I will try to join a meditation retreat there led by Ven. Pa Auk Sayadaw. I’m not sure if I can join or not. If not, then I’ll go south again, maybe to 2-3 more Buddhist places, more west of the previous places but not as far west as New Delhi. Then I’ll probably fly down to Colombo/Sri Lanka to retreat at Na Uyana Monastery.

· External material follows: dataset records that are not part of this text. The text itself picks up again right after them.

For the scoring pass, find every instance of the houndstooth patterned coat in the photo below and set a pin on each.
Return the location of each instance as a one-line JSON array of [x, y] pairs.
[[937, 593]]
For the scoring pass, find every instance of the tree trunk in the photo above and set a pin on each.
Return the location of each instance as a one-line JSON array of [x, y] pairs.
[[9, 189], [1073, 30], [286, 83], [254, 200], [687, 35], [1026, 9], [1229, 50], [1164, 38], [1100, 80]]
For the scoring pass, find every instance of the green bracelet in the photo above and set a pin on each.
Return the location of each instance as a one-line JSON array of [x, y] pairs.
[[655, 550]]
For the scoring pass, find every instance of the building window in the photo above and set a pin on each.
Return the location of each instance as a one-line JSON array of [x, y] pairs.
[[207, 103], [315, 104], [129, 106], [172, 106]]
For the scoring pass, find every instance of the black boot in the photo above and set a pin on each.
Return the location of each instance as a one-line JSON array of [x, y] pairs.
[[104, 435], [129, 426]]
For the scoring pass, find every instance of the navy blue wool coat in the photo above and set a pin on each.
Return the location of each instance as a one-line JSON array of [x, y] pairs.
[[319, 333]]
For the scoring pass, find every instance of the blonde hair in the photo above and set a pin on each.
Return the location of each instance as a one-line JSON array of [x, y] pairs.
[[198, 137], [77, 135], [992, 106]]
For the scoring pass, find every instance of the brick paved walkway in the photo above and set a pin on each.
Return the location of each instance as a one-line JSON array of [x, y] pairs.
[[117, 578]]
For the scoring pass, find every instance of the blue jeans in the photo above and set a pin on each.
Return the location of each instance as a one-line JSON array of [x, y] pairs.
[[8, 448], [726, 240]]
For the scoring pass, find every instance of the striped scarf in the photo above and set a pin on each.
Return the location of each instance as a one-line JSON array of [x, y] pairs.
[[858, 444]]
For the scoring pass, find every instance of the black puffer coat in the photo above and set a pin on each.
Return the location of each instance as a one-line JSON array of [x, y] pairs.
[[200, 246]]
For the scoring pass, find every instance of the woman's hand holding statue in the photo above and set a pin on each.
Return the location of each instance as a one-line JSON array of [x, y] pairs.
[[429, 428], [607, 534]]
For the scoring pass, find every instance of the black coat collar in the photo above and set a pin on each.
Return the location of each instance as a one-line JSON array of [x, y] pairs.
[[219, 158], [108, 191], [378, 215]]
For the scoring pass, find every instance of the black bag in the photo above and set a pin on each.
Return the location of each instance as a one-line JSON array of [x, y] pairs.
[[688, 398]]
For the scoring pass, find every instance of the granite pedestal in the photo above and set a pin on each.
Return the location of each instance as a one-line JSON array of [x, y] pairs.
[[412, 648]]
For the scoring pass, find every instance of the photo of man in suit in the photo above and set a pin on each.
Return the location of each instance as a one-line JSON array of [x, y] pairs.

I researched this trip by reading English translations of the suttas in the Paali Tipitaka and Ven. S. Dhammika’s Middle Land, Middle Way. I recommend pilgrims obtain this book well before beginning their journey to northern India. I also read Ven. S. Dhammika’s abridged version with notes on accommodation and transport on Buddhanet.net. I downloaded this and have stored it on my Cowon MP3 player for ease of transport and access. Other useful references are the Lonely Planet guide to India and the Rough Guide to India. I have also read many relevant articles on Wikipedia.
I have many photos which I’ll try to post on this blog soon. I’m usually tired every day. The noise, dust and germs are getting to me. I need 8 hours sleep now whereas before I could manage on 5-6 hours a day. After Rajgir, I feel as though I may be getting a cold. I may rest longer in Sarnath to recover quickly.